Le lendemain après-midi, François était toujours en train d’éplucher les carnets de Mademoiselle Fleur, ce qui était une tâche répétitive et fastidieuse. Les considérations météorologiques laissaient place aux menus de chaque journées, puis aux futilités de la vie quotidienne. Qui partait où, quel enfant allait à l’école, était malade, se chamaillait avec ses frères et soeur. Une vie de famille normale, à quelques détails près.
Des marques-pages étaient disséminés ça et là dans les différents carnets, aux endroits qui sortaient de l’ordinaire. Tout d’abord, ils marquaient les passages où la cruauté des parents envers leurs enfants était évidente, à l’occasion de punitions pernicieuses et attitudes méprisantes. Madame De Vermeil allaitait ses enfants au minimum et refusait de les prendre dans ses bras pour les consoler ; c’est Mademoiselle Fleur qui réconfortait les enfants. Les enfermements dans la cave et les coups de ceinture était fréquents lorsque les parents étaient contrariés, ce qui arrivait aisément. Lorsque l’aîné eut une dizaine d’années, il se mit à s’en prendre assez sérieusement à son plus jeune frère, Marcel, alors âgé de deux ans. Les années suivantes n’arrangèrent pas la situation.
Les marques-pages indiquaient également d’autres évènements, plus mystiques. Des mots surpris en langues étranges, des gris-gris trouvés à droite à gauche, des inscriptions au charbon sur les bras de Monsieur De Vermeil. Puis une dispute à propos de petits animaux morts ramenés dans la cave par Hector, alors âgé de treize ans, peu avant leur départ. Enfin, une discussion entendue par hasard, dont François fit la lecture à ses compères :
Mardi 7 mai 1918 : aujourd’hui, le petit Victor a fait un cauchemar à sa sieste de l’après-midi, ce qui a provoqué la colère de sa soeur. J’ai dû le bercer pendant plus d’une heure avant que la situation ne se calme. J’étais encore dans sa chambre lorsque j’ai entendu une étrange conversation dans le couloir. Madame et Monsieur parlaient d’un voyage à venir en Louisiane. Monsieur disait qu’il avait rencontré quelqu’un, une sorte de spécialiste vaudou si j’ai bien compris (je ne sais pas ce que c’est), et qu’il leur faudrait changer leurs plans et changer de destination, parce que ce monsieur habitait au Pérou. Ils parlaient d’amener les enfants. Je ne savais pas qu’ils comptaient partir en voyage, surtout pour des destinations aussi lointaines. Que veulent-ils faire là-bas ? Et pour combien de temps ? Je ne veux pas perdre mon emploi, je n’ai rien d’autre.

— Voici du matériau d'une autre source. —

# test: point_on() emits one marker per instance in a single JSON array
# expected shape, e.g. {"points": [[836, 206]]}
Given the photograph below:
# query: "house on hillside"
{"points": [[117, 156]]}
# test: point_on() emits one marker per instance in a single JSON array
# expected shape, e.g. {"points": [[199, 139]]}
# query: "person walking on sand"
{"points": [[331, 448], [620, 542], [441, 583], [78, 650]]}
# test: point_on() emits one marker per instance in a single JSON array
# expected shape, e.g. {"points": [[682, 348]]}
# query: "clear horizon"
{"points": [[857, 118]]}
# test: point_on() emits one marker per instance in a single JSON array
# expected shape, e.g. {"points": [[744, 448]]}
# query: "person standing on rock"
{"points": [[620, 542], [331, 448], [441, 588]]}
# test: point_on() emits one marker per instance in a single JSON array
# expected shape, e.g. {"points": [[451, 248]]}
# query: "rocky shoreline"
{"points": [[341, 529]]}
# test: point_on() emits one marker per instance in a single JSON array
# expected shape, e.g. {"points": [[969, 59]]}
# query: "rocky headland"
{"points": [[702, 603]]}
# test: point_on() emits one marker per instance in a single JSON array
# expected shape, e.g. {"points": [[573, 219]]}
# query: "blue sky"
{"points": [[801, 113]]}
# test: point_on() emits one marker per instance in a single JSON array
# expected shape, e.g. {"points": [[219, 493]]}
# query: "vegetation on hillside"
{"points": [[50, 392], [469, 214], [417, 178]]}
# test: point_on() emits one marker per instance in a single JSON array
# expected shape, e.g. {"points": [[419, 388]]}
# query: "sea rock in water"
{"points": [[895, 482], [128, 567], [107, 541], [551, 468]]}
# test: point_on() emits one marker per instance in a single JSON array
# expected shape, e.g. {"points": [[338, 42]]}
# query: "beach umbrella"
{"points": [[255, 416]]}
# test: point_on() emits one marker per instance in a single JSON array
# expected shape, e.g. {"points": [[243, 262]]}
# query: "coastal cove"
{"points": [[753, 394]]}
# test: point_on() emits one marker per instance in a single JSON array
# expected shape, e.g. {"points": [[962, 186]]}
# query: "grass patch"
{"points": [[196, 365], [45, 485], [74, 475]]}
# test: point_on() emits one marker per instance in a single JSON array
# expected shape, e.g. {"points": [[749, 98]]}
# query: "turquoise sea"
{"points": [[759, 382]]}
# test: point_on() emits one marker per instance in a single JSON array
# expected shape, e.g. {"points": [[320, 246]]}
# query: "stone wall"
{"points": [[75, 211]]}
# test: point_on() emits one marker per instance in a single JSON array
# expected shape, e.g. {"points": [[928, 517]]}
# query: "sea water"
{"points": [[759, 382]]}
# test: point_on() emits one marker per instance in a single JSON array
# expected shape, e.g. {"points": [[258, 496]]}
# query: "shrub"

— Du vaudou ? réagit Robert en se grattant le menton. Ca me dit quelque chose…
— J’ai déjà lu quelque chose là-dessus, répondit François en fronçant les sourcils. Un documentaire dans je ne sais plus quel magazine… Qu’est-ce que c’était déjà ?
André et Marthe n’avaient pas la moindre idée de ce que cela pouvait être. Ils observaient les deux autres en espérant qu’ils se souviennent de quelque chose.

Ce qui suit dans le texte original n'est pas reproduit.